Studies on RS in solid foods and its effects on appetite are limited. Willis et al.
(2009) found that among muffins with different fiber types (RS, low fiber, corn bran, beta-glucan and oat fiber, polydextrose), the RS muffin (8 g RS) was the most satiating in healthy adults (seven males, 13 females, aged 18–65 years, mean BMI of 23, ethnicity not stated) [24
]. However, in another study, there were no significant differences in appetite ratings after consumption of different fiber-type bars (RS (10 g), inulin, oligofructose, corn fiber) in healthy women (22 females, mean age 25, mean BMI of 23, ethnicity not stated) [25
Few studies have investigated the effect of rice, without any added ingredients or meal items, on appetite. Chiu et al.
(2013) found no significant differences in appetite between short grain rice and the rice containing 4.4 g RS in healthy adults [13
]. In the present study, the only significant difference found was at 30 min, where subjects were more hungry after Dixiebelle treatment than after the Rondo treatment. Subjects preferred the short grain rice as compared to either of the long grain varieties Dixiebelle or Rondo for taste, texture, and pleasantness. All other ratings (fullness, satisfaction, how much can you eat) had no significant differences. However, subjects were significantly more satisfied before Rondo intake than before short grain rice intake, which may have influenced their appetite after treatment intake as well.
The high RS rice cultivars were chosen for this study based on potential for expanded commercial production. Patindol et al.
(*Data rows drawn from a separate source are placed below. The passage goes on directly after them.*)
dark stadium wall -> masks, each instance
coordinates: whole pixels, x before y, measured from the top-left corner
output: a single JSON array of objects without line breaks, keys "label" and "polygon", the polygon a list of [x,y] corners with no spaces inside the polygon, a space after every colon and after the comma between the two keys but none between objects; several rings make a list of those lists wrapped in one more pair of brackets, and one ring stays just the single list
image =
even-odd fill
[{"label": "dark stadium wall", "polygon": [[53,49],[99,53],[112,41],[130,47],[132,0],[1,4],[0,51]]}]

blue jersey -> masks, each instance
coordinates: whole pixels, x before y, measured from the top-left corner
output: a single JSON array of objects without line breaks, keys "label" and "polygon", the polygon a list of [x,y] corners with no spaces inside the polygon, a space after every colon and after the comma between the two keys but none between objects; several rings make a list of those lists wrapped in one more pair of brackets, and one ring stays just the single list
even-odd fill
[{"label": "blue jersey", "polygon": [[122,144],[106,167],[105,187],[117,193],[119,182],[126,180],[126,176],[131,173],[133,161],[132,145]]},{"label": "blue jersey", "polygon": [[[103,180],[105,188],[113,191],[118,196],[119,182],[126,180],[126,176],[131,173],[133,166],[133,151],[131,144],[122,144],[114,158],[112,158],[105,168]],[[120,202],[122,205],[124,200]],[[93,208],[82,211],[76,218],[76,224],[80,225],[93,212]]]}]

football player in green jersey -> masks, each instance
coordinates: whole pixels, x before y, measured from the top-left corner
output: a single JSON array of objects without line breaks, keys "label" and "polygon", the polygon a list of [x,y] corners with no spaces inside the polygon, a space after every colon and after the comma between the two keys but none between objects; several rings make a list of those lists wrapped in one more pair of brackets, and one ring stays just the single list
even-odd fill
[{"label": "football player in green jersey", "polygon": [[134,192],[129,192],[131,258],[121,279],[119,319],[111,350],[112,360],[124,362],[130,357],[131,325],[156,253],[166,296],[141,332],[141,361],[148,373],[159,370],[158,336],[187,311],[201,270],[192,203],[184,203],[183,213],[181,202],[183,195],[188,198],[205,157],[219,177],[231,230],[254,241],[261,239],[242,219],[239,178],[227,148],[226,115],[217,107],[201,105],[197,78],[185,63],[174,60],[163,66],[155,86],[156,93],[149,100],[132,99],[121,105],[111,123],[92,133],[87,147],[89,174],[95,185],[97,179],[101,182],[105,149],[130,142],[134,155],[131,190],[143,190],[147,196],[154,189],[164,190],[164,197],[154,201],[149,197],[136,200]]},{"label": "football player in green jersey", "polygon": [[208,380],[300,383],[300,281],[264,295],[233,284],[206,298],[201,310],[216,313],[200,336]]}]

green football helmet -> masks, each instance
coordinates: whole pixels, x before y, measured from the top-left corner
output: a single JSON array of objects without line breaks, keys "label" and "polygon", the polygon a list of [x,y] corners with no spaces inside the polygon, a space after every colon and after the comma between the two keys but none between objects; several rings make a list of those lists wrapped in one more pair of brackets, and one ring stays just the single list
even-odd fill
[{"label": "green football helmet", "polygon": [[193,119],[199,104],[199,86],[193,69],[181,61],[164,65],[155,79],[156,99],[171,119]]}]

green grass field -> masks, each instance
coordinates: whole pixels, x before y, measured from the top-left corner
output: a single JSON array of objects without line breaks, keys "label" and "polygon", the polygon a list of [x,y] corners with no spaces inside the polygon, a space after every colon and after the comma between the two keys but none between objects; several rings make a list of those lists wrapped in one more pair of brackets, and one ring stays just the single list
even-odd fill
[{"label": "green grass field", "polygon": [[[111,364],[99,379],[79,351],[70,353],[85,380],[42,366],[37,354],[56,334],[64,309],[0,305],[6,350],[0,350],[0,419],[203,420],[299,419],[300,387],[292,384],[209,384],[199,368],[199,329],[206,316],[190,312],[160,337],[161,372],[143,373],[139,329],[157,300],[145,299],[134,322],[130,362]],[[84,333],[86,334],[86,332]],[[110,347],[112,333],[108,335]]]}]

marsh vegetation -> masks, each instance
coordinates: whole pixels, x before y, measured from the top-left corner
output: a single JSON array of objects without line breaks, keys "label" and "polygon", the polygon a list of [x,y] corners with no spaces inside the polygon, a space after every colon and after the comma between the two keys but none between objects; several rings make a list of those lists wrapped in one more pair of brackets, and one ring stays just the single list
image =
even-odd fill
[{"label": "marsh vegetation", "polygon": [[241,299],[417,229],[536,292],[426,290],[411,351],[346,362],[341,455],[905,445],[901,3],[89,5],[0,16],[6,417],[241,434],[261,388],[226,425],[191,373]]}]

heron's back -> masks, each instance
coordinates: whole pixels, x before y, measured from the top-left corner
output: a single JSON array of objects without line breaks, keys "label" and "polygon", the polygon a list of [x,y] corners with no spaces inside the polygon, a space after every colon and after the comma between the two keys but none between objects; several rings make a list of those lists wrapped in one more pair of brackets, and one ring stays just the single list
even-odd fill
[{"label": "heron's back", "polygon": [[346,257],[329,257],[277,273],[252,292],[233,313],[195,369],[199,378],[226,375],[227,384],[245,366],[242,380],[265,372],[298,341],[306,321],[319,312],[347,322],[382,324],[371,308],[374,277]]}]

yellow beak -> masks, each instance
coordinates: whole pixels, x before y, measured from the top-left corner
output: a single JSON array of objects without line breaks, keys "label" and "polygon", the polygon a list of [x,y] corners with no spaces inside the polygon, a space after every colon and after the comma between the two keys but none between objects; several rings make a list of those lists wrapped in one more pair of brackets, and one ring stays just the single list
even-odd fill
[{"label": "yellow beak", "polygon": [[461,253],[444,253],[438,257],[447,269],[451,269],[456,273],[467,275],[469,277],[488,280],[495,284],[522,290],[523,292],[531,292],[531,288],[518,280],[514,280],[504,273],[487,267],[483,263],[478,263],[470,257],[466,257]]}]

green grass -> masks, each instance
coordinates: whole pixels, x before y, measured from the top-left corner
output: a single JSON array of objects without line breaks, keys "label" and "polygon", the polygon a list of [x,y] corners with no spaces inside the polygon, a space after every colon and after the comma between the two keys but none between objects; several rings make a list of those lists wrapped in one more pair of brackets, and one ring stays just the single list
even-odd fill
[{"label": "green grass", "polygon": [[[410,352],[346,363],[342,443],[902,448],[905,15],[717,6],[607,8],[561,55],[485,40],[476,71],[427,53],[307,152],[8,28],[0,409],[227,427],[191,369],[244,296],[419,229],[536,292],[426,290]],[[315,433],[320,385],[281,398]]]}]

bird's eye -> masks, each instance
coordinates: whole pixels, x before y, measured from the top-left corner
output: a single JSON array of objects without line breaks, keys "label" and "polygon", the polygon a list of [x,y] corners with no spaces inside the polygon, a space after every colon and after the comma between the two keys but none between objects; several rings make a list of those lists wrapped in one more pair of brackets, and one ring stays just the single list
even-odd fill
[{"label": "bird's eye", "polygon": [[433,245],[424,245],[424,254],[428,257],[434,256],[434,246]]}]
(2010) compared the starch characteristics of 16 rice cultivars grown in the southern United States, at five different growing locations [6
]. The RS amount in Dixiebelle and Rondo cultivars was stable across growing locations in Arkansas, Louisiana, Missouri, Mississippi, and Texas, while other cultivars were not stable in RS amounts. Additionally, a pilot sensory evaluation indicated that habitual rice consumers preferred Dixiebelle and Rondo cultivars over other high RS cultivars (unpublished data).
There are some limitations to this study. First, only three measurements of venous blood glucose and insulin concentrations were taken, thus AUC for venous blood glucose and insulin was not calculated. The study visit protocol was modified to have only three venous blood draws (at 0, 60, and 120 min) for subject comfort and study visit ease. Also, the study subjects were healthy individuals, with no issues in carbohydrate metabolism. The influence of slowly digestible starch content on the observed glycemic response is unknown, and while the present finding suggest a beneficial role in mediating blood glucose concentrations, further work is necessary to confirm this effect in individuals with pre-diabetes or diabetes.